Yup, Caveat emptor is especially true for buyers of sausage and vinyl. As one who haunts used record stores, thrift stores and other places where used vinyl LPs exchange hands, I can say with authority that you don’t always get what you pay for.
Take my first foray into Compact Disk sales. I was a broke airman looking to begin a CD collection. I had a pretty good collection of vinyl and had also captured quite a few great albums of friends and acquaintances on cassette. I traveled to a pseudo-local record store, Silver Platters, that specialized in CDs (a newfangled medium at the time) to get some guidance.

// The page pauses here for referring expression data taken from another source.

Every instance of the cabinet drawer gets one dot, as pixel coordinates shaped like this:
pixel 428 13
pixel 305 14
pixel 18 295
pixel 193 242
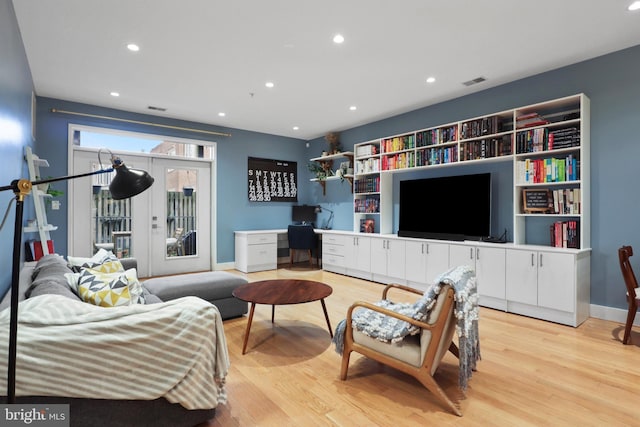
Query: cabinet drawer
pixel 262 238
pixel 262 254
pixel 332 259
pixel 329 249
pixel 333 239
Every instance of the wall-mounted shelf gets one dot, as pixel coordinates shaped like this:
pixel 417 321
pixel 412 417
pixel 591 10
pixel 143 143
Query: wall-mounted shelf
pixel 327 164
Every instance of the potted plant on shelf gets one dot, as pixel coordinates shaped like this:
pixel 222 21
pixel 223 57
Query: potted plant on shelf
pixel 320 170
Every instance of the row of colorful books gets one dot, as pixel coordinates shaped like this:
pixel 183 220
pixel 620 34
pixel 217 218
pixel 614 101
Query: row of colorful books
pixel 367 205
pixel 437 156
pixel 369 184
pixel 565 234
pixel 481 127
pixel 398 143
pixel 534 171
pixel 485 148
pixel 437 136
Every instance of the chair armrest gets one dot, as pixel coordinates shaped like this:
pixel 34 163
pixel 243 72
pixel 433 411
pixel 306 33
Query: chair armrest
pixel 402 287
pixel 384 311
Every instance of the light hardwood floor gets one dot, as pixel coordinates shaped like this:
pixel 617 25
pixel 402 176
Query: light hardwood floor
pixel 532 372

This was to be my first CD buying experience, circa 1985. I asked questions, I solicited feedback, I tried! I came home with three CDs, Rush – Moving Pictures, Bob Seger – Against the Wind and Jethro Tull – Aqualung.
Remember, CD titles were limited! It’s not like today where EVERYTHING is available in every format imaginable, CDs were… rare! The Rush album was a no-brainier for me.(I loved that record in high school.) The Bob Seger was new and had a hit on FM radio and the Tull album was a classic!
All in I spent around $50 for my CDs and took them back to my dorms for a listen. All went well until I put on the Tull CD… it sounded like a tape of a tape of an 8-Track! It was horrible! Why? I still don’t know, the record label cashing in on a new technology while clinging to the old? Who knows. All I know is I listened to Aqualung once, and I got rid of that POS!
Lesson learned. I can almost forgive Chrysalis Records for allowing Aqualung to be released as a CD with such horrible sound… it was a new format after all. But, the vinyl LP record technology has been around since 1948!
There is NO EXCUSE for a modern, vinyl, 33 1/3 LP record to sound like trash! Enter one of our newest acquisitions, 1977s Southside Johnny & The Asbury Jukes – This Time It’s for Real.
I picked this up at The Long Ear in Coeur d’Alene and, although the cover was worn, the vinyl inside appeared to be in very good condition. This is the 2nd studio album from the Jukes and was produced by Steven Van Zandt (from the E Street Band). All signs pointed to this being a good entry point into the music of this prolific band.
From track 1, side 1, this LP is borderline un-listenable. From what I could gather, the material was solid (with many Van Zandt and Springsteen penned tracks), but the production (also attributed to Van Zandt) was awful! Compressed, monotone, just horrible!
I want to be a Southside Johnny & The Asbury Jukes fan, I really do. This is not the LP that did it for me. Now I need to go and play some other vinyl that’ll clean this junk out of my earholes!